INSURANCE JOURNAL
By Sonali Basak and Heather Perlberg
Nearly a decade ago, Imran Siddiqui helped engineer a shrewd maneuver for buyout mogul Leon Black’s Apollo Global Management LLC, one
that’s yielded many millions for the firm.
Then Siddiqui and Apollo parted ways — and the sparks are still flying. Money, betrayal, revenge: this breakup story has it all. Apollo has
accused Siddiqui of stealing trade secrets. Siddiqui has accused Apollo of scaring off his investors. The two sides have multiple lawsuits
pending.
The issue centers on the business that has become Apollo’s cash cow, Athene Holding Ltd. The legal tussle has emphasized just how lucrative
the insurance affiliate became for Apollo, and why Athene became the envy of the industry.

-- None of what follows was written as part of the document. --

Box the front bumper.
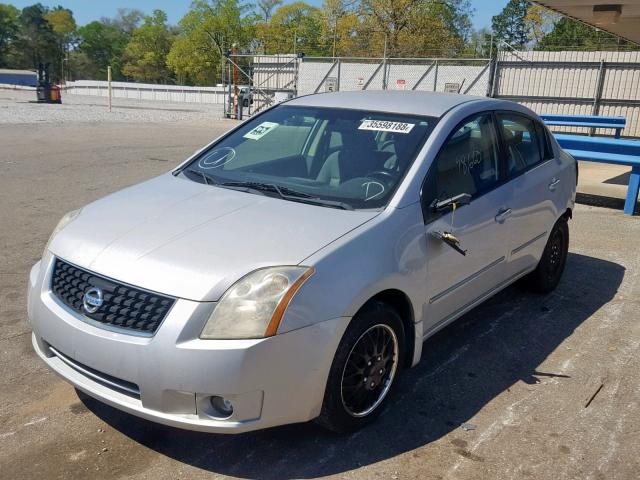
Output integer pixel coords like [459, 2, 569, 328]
[28, 256, 349, 433]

Indeed, Apollo rivals Blackstone Group LP and
Carlyle Group LP have since built up their own bets on insurance.
The bigger question is who ultimately bears the costs — and the risks — of this sort of insurance play. The Apollo-Athene strategy has been to
extract fees upon fees associated with annuities, which are typically sold to ordinary Americans. Rivals have criticized the payouts as exorbitant
and opaque: Apollo vehicles can reap as much as 70 basis points on the most hard-to-manage investments. But investors have benefited as well,
with the stock prices of both companies rising in the last few years.
About 25 percent of Apollo’s overall value is derived by Athene, according to Devin Ryan, an analyst for JMP Securities LLC in New York.
“That’s how important Athene is,” Ryan said. “And in the bigger picture, there’s still a tremendous growth opportunity given the size of the
insurance market and where Apollo is looking to go with the entity.”
Siddiqui’s partnership with Apollo began happily enough. He arrived there in 2008 after stints at Oakhill Capital Partners and Goldman Sachs
Group Inc. with an idea to build an insurance company and then collect fees from managing its funds.